Segel Pertama - Aku Hanya Ingin Bebas

Katanya, selalu ada alasan kenapa manusia dilahirkan ke dunia. Ada bermacam-macam tujuan pun sebab sesuatu bisa terjadi. Barangkali aku adalah salah satunya.

Malam ini udara begitu mengigit, jalanan becek setelah dua hari diguyur hujan terus menerus. Pintu-pintu rumah yang biasa terbuka sudah ditutup rapat selepas maghrib. Aku ingat betul sore tadi, tubuh ini masih terbaring di ranjang, terlelap, setelah menangis sesenggukan.

Jalanan yang sudah remang kini semakin suram sebab lampu jalan banyak mati dan belum diganti petugas distrik. Langkahku terseok menyusuri gang-gang sempit, pasar kumuh, menaiki bus menuju kota untuk sampai di depan sekolah. Tanah lumpung memenuhi sela kaki, membuat lengket, agaknya baru sadar sedari tadi tak mengenakan alas. Berbekal jalan rahasia di belakang gedung yang biasa dilalui anak nakal saat terlambat atau ketika bolos, aku berjalan, terus naik melewati tangga menuju lantai teratas.

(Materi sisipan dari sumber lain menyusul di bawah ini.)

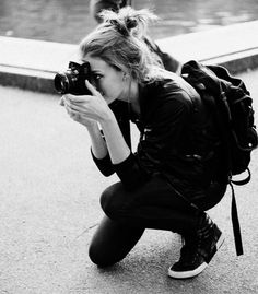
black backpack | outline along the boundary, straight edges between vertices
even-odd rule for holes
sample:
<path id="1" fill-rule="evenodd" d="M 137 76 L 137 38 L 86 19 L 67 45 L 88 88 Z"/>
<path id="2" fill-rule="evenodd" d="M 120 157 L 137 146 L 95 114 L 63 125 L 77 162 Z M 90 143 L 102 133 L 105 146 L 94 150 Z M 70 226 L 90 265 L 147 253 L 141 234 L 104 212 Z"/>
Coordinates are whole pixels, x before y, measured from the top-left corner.
<path id="1" fill-rule="evenodd" d="M 250 180 L 250 154 L 258 145 L 250 93 L 241 79 L 232 77 L 221 66 L 203 66 L 191 60 L 183 66 L 181 77 L 197 90 L 206 103 L 214 106 L 227 158 L 224 172 L 232 188 L 232 222 L 236 252 L 242 255 L 243 245 L 233 184 L 245 185 Z M 233 179 L 233 176 L 244 172 L 247 173 L 247 177 L 242 180 Z"/>

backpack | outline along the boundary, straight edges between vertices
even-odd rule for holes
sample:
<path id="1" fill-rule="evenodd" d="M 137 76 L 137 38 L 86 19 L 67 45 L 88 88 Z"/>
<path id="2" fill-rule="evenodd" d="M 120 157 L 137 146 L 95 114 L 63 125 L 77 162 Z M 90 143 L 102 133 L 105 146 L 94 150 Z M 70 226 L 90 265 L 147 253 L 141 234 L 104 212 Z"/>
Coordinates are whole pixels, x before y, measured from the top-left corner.
<path id="1" fill-rule="evenodd" d="M 232 223 L 236 252 L 243 255 L 233 184 L 245 185 L 250 180 L 250 154 L 258 145 L 250 93 L 241 79 L 232 77 L 221 66 L 204 66 L 191 60 L 183 66 L 181 77 L 197 90 L 204 103 L 213 105 L 215 109 L 215 124 L 227 158 L 224 172 L 232 188 Z M 247 173 L 246 178 L 233 179 L 233 176 L 244 172 Z"/>

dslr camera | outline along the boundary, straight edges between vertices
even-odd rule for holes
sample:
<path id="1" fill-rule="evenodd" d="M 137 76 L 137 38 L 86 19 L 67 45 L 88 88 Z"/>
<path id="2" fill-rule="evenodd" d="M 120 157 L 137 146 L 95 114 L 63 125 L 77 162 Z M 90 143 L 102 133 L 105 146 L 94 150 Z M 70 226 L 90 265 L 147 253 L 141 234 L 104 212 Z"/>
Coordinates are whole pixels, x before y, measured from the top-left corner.
<path id="1" fill-rule="evenodd" d="M 91 82 L 91 67 L 89 62 L 79 64 L 70 61 L 68 70 L 59 72 L 54 78 L 55 89 L 59 94 L 91 95 L 85 85 L 85 80 Z"/>

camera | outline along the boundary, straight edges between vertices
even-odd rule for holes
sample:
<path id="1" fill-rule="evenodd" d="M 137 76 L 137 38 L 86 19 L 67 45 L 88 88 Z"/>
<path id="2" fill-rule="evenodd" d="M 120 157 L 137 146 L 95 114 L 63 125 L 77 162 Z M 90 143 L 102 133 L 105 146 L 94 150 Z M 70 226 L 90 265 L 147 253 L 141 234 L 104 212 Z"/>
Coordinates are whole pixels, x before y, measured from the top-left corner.
<path id="1" fill-rule="evenodd" d="M 59 94 L 91 95 L 85 85 L 85 80 L 91 82 L 91 67 L 89 62 L 79 64 L 70 61 L 68 70 L 59 72 L 54 78 L 55 89 Z"/>

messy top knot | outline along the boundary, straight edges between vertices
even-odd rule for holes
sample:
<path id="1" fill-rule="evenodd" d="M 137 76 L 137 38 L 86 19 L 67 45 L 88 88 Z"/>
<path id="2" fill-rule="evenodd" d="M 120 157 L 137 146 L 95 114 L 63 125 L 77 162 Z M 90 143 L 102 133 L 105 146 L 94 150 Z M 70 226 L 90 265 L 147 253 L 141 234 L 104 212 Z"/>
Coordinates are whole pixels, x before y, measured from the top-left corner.
<path id="1" fill-rule="evenodd" d="M 153 69 L 161 63 L 144 39 L 148 25 L 156 15 L 127 7 L 119 12 L 104 10 L 99 16 L 103 22 L 80 44 L 82 59 L 86 55 L 101 58 L 118 70 L 126 70 L 139 83 L 155 78 Z"/>
<path id="2" fill-rule="evenodd" d="M 118 13 L 112 10 L 103 10 L 99 17 L 104 23 L 109 23 L 122 35 L 142 35 L 146 33 L 150 21 L 157 19 L 150 10 L 133 10 L 130 7 L 121 9 Z"/>

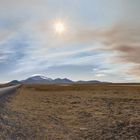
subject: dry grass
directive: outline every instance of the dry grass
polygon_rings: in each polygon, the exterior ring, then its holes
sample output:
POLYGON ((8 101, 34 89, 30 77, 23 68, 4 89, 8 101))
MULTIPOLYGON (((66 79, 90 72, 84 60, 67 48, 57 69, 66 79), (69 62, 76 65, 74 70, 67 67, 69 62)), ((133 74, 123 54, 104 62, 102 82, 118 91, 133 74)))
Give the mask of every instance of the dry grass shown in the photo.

Mata ini terpejam seraya menyanyikan lagu yang beberapa waktu belakangan ini menjadi teman pengantar tidur di kala sepi.

Dearest the shadow

I live with are numberless

Little white flowers will

Never awaken you

Not where the black taken you

Angels have no thought of

Ever returning you

Would they be angry

If I thought of joining you

“Kak Ameera.” Aku tersentak, mengerjap beberapa kali sebelum terbiasa dengan kegelapan seraya mencari sumber suara. Seringan kapas, entah bagaimana caranya gadis itu sudah berdiri di hadapanku. Diri ini yakin betul kalau tidak akan ada siswi lain terlebih pada hari minggu malam begini, tapi siapa peduli.

Ia tersenyum menampakkan deretan gigi. “Mau bermain denganku?” 

Lama memerhatikan, di wajah gadis kecil itu terdapat bekas luka, memanjang dari sudut alis luar hinga ke pipi. Ia menggenggam tanganku erat. Kami melakukan besutan, semacam memilih siapa yang akan berjaga sedang yang lain bersembunyi.

"Yeay, Kakak yang jaga. Jangan mengintip, loh!" Nada riangnya begitu menggema di telinga. Ia secerah mentari siang, menebarkan kegembiraan, menetap lama di dalam hati.

Aku menghitung sambil membalik tubuh menghadap dinding. Rongga dada mengembang penuh haru, senang sebab sebelumnya tidak pernah ada yang mau dekat-dekat denganku.

“Sembunyilah dalam senyap atau kau akan kutemukan,” teriakku seraya melepaskan luapan haru yang seakan ingin meledak bila sedetik lebih lama.